Jonas Kron, Senior Vice President and Director of Shareholder Advocacy, at Trillium Asset Management, questioned the whole existence of zombie proposals.Two-thirds of shareholder proposals, he said, don’t even come back for a second year, even if they have support in the teens, and only four or five of those with support in the 20s survive a little longer. Like Garland, he remembers one LGBTQ proposal that lived on for a decade and then passed. And noted a gender and racial discrimination proposal at Home Depot that again lasted for a decade, but last year got 48% of the vote.

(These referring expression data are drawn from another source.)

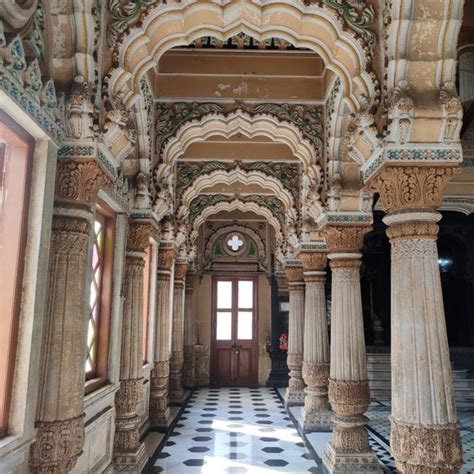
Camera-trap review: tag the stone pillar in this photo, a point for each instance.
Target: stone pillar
(129, 452)
(425, 433)
(60, 419)
(316, 414)
(177, 340)
(349, 394)
(159, 379)
(294, 394)
(189, 332)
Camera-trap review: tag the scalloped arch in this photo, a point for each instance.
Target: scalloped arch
(312, 27)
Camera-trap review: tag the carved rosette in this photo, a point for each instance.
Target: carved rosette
(58, 445)
(79, 181)
(345, 238)
(426, 449)
(349, 398)
(409, 187)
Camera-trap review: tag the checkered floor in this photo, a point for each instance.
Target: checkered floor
(234, 430)
(241, 430)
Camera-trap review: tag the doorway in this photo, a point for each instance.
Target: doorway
(234, 331)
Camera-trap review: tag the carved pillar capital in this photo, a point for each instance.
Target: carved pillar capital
(79, 181)
(138, 237)
(345, 238)
(411, 187)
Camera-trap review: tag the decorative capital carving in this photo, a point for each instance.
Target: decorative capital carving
(79, 181)
(341, 238)
(409, 187)
(139, 236)
(166, 258)
(294, 274)
(313, 261)
(180, 270)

Rees noted that it was already difficulty to achieve resubmission at companies with dual class shares, despite significant levels of public shareholder support, though that is a problem that could be solved by having different rules for them. Aeisha Mastagni, Investment Officer within the Corporate Governance Unit at CalSTRS, also on the panel, said: “The facts don’t carry the case that there are all of these low support proposals that hang around forever”. Ning Chiu, Counsel in the Capital Markets Group of law firm Davis Polk said she was aware of a proposal that had been around for 17 years. However, a single zombie is hardly the night of the living dead. It seems that the Chamber is trying to solve a problem that does not exist.